Should I Add [fill in the blank] To My Story?

I get asked this a lot when I discuss how a story might not be quite right for what I am looking for as an agent. "So, if I add this, would it make it better?" This is really a tough question because there is simply no answer to it other than, "If the story really needs it."

Too often, I believe writers add things to their stories simply because they think it will make it hotter, or make the story too interesting. They will have characters do things just to make the plot go one direction instead of another. Now, while this may work, the question you still have to ask yourself is "does the storyline really need it or not?"

When I did the webinar with Writers Digest last Thursday, one of the participants asked a similar question. She realized that all of her charcters were likeable in the story. She had the one antagonist, but that was it. She was wondering if, since all of the characters were nice, if she should put in some nasty ones as well.

This is one of those situations. Does the story really need more characters? Does the story need a few nasty characters? Maybe? Maybe not? The point is, just putting them into the story will not make it better.

Think of it this way. If I add pinstripes to a car, does it make it better? If I add 20 pinstripes, does that make it even better?

The same goes for adding things because your story isn't a particular genre. You write a story that you thought was a romance, but in reality, it was general fiction, or potentially women's fiction. So, does adding a happily ever after fix it? Again, probably not. If your story didn't need it when you wrote it the first time, and your gut told you so, why would you mess with it.

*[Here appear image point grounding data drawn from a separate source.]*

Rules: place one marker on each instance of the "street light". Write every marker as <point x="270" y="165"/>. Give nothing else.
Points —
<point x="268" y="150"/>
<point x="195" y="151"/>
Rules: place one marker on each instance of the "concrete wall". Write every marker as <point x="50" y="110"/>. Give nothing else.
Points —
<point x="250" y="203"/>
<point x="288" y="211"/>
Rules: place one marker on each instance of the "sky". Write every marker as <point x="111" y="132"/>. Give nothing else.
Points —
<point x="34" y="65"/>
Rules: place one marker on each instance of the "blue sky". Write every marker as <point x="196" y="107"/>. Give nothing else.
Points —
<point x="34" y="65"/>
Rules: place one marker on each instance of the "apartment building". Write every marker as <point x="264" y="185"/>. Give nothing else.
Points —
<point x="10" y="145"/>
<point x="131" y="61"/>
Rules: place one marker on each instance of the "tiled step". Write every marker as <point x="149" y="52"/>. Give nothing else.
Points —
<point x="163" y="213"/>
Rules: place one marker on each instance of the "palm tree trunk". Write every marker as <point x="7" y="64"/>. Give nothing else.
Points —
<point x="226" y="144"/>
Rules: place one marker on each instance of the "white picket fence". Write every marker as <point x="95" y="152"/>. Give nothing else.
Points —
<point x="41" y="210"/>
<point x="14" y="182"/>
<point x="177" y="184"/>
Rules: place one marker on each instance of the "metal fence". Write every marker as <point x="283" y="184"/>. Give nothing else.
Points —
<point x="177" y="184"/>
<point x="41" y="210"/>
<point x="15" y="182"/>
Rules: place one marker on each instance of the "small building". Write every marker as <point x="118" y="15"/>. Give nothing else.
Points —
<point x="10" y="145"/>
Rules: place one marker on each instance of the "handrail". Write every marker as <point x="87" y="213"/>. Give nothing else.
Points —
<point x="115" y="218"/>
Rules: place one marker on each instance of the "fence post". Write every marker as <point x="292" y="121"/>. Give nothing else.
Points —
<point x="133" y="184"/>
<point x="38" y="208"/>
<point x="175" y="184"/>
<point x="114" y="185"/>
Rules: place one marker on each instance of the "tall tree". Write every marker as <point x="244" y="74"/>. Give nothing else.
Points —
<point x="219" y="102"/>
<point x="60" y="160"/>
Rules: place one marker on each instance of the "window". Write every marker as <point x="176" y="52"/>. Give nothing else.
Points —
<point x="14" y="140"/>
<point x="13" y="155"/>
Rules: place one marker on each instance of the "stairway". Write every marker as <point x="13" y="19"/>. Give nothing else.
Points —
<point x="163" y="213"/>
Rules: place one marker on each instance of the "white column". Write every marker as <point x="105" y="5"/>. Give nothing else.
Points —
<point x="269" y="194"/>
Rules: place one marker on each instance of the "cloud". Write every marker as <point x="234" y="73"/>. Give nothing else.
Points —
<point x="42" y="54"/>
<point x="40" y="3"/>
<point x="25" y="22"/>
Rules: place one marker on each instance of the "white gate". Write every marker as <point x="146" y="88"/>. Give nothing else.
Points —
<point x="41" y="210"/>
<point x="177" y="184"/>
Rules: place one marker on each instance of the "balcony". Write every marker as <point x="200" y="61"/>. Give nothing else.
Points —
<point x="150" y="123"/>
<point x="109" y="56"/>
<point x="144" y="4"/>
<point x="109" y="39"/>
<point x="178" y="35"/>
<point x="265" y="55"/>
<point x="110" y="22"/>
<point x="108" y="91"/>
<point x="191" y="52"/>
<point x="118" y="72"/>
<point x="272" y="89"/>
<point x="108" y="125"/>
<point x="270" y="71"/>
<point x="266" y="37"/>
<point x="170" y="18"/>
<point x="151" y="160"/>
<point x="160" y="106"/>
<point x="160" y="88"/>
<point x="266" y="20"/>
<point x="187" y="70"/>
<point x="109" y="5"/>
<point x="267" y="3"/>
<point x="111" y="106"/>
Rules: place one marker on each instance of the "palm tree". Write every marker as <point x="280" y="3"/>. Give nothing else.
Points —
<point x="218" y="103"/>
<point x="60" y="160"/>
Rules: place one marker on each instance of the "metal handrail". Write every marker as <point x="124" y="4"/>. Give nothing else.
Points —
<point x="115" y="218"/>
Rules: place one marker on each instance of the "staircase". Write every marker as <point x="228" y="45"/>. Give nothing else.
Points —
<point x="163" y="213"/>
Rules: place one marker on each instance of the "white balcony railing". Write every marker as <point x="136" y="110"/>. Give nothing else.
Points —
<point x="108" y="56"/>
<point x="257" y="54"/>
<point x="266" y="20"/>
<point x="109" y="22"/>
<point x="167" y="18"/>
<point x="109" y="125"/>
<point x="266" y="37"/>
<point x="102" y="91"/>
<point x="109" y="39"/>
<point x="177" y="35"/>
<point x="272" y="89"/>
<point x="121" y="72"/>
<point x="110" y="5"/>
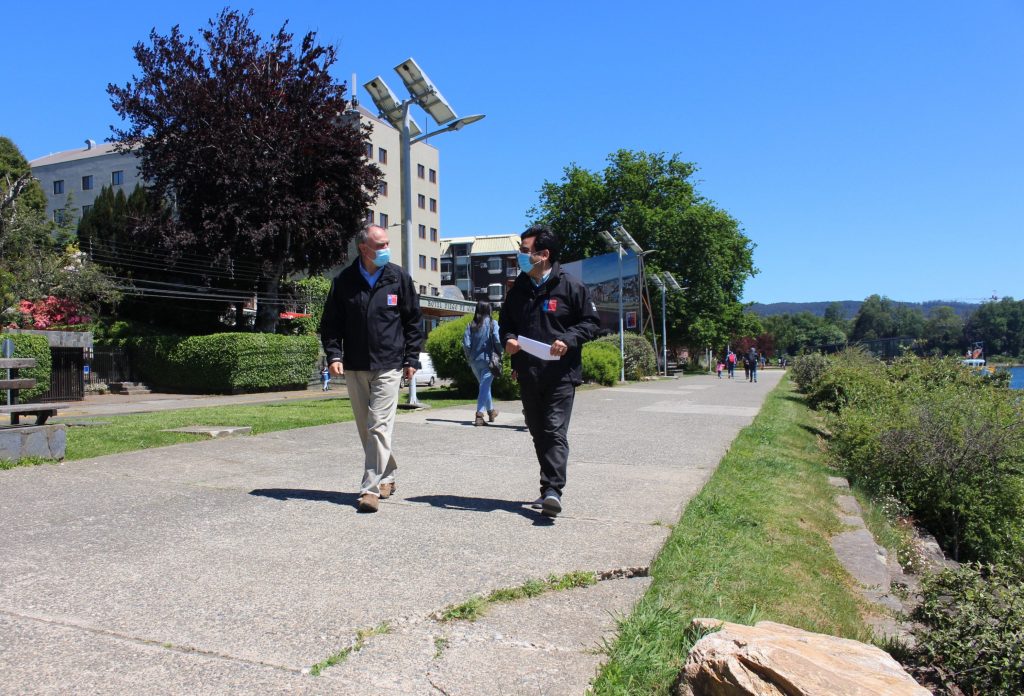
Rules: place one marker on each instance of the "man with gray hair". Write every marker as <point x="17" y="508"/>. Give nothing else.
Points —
<point x="371" y="334"/>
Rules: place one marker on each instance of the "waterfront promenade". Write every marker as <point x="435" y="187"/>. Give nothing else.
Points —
<point x="236" y="565"/>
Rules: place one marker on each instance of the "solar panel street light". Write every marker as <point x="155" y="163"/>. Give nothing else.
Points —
<point x="424" y="92"/>
<point x="389" y="106"/>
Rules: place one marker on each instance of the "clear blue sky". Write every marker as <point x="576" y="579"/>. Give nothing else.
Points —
<point x="869" y="146"/>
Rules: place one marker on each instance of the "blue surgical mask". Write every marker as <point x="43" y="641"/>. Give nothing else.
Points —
<point x="525" y="265"/>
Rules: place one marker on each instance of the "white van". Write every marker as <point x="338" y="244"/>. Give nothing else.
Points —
<point x="425" y="375"/>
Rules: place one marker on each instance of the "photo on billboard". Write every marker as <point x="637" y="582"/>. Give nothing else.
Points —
<point x="600" y="274"/>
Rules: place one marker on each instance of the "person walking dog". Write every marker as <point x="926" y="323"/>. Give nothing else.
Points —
<point x="371" y="334"/>
<point x="555" y="309"/>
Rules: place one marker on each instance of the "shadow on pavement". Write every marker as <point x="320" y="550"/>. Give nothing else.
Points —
<point x="521" y="429"/>
<point x="333" y="496"/>
<point x="484" y="505"/>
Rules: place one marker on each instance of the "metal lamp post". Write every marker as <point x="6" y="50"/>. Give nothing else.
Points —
<point x="424" y="94"/>
<point x="616" y="246"/>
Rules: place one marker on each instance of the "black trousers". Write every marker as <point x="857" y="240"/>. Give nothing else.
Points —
<point x="548" y="408"/>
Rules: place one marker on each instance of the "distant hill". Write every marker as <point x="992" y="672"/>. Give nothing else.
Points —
<point x="851" y="307"/>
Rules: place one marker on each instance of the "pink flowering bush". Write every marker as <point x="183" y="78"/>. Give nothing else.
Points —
<point x="50" y="313"/>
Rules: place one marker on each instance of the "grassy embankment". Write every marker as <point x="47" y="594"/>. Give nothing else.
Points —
<point x="141" y="431"/>
<point x="752" y="546"/>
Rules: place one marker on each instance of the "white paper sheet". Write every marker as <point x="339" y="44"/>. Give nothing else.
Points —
<point x="538" y="349"/>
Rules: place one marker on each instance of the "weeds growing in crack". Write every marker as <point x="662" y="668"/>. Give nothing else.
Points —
<point x="439" y="644"/>
<point x="360" y="641"/>
<point x="473" y="608"/>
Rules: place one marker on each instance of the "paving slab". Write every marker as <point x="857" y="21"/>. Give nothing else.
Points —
<point x="240" y="563"/>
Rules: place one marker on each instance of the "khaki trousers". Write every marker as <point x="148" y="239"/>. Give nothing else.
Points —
<point x="374" y="395"/>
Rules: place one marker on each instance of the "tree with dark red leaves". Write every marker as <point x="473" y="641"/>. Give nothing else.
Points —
<point x="248" y="140"/>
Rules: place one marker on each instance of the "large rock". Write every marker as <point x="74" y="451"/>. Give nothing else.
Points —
<point x="773" y="659"/>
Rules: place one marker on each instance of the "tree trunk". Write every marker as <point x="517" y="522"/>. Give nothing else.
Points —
<point x="267" y="309"/>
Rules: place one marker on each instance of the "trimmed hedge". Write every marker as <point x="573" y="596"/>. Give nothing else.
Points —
<point x="31" y="345"/>
<point x="444" y="348"/>
<point x="225" y="362"/>
<point x="640" y="359"/>
<point x="601" y="363"/>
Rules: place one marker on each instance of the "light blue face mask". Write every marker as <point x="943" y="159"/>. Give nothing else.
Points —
<point x="525" y="265"/>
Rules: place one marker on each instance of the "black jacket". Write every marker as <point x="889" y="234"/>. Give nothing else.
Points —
<point x="558" y="310"/>
<point x="372" y="328"/>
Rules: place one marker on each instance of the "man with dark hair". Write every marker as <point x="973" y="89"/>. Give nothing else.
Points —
<point x="548" y="305"/>
<point x="371" y="334"/>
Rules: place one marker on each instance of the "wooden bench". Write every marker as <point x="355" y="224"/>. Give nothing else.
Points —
<point x="13" y="383"/>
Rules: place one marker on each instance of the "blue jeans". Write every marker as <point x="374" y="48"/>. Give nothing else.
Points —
<point x="483" y="376"/>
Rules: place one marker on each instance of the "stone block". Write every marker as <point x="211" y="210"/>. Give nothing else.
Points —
<point x="48" y="442"/>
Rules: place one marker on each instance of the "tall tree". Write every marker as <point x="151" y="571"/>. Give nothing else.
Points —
<point x="248" y="139"/>
<point x="652" y="196"/>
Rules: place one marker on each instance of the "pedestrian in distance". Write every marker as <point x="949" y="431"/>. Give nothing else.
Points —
<point x="482" y="348"/>
<point x="550" y="306"/>
<point x="751" y="364"/>
<point x="371" y="334"/>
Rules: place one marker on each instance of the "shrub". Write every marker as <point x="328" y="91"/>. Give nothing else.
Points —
<point x="971" y="622"/>
<point x="601" y="362"/>
<point x="31" y="345"/>
<point x="444" y="347"/>
<point x="226" y="362"/>
<point x="807" y="368"/>
<point x="640" y="359"/>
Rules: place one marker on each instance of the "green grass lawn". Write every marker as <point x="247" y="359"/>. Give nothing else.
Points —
<point x="752" y="546"/>
<point x="140" y="431"/>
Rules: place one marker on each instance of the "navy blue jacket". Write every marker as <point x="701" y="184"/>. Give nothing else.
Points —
<point x="559" y="310"/>
<point x="372" y="328"/>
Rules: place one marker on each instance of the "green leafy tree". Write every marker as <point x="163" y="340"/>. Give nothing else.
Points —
<point x="653" y="197"/>
<point x="247" y="137"/>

In the end, the key to all of this is to simply THINK! Don't change just to change. Don't add just to add.

Scott

1 comment:

  1. This is rather timely. I am in revisions of my romance horror and I am doing those "fixes" that I should perhaps not be doing. I felt I didn't explain some things good enough so I have found myself doing a lot of rewriting.
    I'm working on the next one as well and I'm sure not going to repeat the mistakes I made on the first one. Never again!